Hateful Messages: A Conversational Data Set of Hate Speech produced by Adolescents on Discord
Jan Fillies, Silvio Peikert, Adrian Paschke

TL;DR
This paper introduces a new annotated dataset of youth language hate speech from Discord, aiming to improve automated classification by addressing biases related to adolescent speech patterns.
Contribution
It provides a modern, anonymized dataset of 88,395 chat messages with hate speech annotations and age labels, focusing on youth language bias in hate speech detection.
Findings
6.42% of messages identified as hate speech
Average user age under 20 years
Dataset enhances understanding of youth language bias
Abstract
With the rise of social media, a rise of hateful content can be observed. Even though the understanding and definitions of hate speech varies, platforms, communities, and legislature all acknowledge the problem.

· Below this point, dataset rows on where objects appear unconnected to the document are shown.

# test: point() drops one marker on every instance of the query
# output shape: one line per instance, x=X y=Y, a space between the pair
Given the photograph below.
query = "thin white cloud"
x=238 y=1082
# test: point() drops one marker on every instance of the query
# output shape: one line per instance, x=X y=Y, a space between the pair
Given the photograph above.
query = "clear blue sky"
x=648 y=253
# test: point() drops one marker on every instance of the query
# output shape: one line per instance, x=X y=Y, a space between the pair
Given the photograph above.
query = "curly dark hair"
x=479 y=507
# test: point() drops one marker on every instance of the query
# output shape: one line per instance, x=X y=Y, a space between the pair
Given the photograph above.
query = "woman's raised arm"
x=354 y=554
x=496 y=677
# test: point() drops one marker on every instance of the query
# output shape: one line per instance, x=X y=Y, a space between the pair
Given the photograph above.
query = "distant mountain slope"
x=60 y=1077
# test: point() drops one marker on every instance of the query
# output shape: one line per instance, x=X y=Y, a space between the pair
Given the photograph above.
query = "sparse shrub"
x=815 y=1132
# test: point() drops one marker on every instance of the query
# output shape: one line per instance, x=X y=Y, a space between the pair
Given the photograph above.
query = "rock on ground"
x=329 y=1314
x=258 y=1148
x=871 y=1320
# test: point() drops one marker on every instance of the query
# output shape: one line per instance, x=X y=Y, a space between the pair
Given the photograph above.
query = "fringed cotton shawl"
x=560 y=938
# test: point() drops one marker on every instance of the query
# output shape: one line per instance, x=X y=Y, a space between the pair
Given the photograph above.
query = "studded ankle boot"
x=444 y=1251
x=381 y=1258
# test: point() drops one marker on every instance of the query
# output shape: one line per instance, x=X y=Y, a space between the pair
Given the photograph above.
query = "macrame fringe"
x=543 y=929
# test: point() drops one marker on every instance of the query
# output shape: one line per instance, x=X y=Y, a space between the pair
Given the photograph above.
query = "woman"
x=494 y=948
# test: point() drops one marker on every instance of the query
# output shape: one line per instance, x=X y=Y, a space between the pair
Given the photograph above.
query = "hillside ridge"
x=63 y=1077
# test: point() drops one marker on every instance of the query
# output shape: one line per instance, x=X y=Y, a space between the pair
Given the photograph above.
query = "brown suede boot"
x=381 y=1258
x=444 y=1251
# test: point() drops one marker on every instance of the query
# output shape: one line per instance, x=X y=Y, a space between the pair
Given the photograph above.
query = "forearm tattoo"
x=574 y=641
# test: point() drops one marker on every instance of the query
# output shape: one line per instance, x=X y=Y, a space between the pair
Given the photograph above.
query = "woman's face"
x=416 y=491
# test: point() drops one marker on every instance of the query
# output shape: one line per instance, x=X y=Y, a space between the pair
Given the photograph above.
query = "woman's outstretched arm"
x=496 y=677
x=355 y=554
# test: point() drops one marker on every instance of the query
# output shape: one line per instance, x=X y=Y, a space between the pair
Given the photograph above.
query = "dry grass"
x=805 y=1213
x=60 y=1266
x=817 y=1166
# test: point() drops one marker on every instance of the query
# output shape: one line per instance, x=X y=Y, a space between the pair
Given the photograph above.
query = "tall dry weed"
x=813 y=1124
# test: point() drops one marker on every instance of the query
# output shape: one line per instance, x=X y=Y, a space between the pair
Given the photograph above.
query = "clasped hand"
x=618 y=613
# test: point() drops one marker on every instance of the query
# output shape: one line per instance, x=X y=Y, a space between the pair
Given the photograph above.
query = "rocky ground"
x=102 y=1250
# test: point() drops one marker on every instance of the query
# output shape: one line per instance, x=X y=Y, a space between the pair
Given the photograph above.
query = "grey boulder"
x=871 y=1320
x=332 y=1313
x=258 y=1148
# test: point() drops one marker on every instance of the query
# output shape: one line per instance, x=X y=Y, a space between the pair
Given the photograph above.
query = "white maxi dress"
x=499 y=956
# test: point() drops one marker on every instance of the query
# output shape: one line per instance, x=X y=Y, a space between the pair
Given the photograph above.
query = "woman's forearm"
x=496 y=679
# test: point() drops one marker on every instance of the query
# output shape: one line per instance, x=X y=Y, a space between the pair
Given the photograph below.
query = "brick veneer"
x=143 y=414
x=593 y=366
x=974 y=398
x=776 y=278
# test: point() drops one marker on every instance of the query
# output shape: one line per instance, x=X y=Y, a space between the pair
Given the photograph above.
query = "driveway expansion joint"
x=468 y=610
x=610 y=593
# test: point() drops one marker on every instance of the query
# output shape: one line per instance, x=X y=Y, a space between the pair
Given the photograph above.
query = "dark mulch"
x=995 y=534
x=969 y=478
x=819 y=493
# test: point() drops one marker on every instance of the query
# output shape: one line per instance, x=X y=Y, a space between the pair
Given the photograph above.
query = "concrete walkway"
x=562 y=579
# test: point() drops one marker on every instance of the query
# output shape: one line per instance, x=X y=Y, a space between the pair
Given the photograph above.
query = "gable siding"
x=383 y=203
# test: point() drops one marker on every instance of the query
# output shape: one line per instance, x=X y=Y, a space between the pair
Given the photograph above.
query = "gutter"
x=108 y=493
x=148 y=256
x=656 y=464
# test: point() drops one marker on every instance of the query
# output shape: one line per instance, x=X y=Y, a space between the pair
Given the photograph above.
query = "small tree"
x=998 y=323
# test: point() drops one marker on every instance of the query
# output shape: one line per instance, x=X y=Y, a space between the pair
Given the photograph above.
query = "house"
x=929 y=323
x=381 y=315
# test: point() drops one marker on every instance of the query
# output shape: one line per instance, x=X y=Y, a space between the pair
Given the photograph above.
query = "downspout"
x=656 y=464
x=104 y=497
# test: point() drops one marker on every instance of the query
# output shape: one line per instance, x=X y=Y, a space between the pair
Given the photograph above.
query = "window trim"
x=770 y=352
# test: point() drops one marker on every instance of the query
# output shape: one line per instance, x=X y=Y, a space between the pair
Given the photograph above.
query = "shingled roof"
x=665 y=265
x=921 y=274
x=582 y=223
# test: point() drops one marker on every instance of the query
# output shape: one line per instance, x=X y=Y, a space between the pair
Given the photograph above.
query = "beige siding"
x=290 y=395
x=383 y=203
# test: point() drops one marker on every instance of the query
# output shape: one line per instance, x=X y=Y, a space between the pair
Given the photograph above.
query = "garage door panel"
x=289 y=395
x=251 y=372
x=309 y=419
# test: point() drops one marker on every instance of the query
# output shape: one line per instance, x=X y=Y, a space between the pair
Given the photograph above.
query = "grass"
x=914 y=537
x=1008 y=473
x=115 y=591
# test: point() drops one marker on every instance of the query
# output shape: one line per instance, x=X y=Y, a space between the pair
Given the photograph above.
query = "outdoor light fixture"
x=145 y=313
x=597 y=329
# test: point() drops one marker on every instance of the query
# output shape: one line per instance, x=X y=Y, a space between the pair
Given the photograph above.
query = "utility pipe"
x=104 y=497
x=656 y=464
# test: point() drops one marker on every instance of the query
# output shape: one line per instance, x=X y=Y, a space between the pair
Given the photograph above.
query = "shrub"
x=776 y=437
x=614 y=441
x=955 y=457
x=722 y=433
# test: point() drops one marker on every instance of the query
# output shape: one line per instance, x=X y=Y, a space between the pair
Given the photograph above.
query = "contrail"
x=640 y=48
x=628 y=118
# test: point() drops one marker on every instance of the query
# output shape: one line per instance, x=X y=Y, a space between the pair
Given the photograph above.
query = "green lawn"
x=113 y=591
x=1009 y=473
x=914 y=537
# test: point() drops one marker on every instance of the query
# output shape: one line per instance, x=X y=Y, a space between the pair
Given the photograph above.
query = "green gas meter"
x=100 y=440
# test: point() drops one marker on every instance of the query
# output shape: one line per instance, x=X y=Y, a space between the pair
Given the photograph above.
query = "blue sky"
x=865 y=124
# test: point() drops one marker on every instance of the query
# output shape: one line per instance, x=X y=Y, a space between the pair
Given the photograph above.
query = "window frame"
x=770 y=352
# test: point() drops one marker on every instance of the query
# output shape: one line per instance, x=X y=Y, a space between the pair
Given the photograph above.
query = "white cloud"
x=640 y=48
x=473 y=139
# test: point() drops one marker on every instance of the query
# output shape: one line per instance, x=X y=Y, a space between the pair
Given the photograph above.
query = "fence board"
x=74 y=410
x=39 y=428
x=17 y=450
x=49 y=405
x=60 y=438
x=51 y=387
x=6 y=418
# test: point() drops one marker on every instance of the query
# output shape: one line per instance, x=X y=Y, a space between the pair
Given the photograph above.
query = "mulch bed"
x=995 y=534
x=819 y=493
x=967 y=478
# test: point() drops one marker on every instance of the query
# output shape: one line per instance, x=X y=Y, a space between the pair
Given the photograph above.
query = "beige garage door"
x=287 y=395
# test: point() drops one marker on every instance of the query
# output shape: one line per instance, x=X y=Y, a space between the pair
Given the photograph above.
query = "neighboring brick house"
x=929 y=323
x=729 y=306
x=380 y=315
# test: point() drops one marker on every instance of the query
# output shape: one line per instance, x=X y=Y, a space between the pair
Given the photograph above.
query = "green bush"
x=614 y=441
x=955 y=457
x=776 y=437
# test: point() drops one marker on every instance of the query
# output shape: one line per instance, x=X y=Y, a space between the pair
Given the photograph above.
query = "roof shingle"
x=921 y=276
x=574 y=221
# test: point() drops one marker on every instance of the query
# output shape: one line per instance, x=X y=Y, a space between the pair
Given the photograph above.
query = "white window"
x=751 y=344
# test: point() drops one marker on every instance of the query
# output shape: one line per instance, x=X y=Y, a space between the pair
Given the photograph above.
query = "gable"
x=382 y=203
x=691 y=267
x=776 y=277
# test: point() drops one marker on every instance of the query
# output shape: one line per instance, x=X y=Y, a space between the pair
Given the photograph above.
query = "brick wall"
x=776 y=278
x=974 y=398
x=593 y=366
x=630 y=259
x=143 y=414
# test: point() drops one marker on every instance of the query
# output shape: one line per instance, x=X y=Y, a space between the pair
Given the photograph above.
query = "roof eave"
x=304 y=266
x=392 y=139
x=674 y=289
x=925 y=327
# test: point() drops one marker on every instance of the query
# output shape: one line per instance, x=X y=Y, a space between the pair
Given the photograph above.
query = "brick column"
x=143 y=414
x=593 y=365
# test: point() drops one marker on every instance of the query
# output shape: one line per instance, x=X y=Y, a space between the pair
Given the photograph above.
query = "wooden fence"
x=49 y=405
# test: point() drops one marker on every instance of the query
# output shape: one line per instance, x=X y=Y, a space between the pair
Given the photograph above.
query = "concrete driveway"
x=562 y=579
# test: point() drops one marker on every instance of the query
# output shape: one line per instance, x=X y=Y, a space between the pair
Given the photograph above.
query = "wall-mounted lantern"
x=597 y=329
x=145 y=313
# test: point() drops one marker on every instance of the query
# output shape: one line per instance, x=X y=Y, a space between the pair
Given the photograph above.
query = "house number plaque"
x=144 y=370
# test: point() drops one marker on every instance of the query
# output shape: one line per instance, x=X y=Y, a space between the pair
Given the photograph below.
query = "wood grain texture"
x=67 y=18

Therefore, adolescents are a new and active group of social media users. The majority of adolescents experience or witness online hate speech. Research in the field of automated hate speech classification has been on the rise and focuses on aspects such as bias, generalizability, and performance. To increase generalizability and performance, it is important to understand biases within the data. This research addresses the bias of youth language within hate speech classification and contributes by providing a modern and anonymized hate speech youth language data set consisting of 88.395 annotated chat messages. The data set consists of publicly available online messages from the…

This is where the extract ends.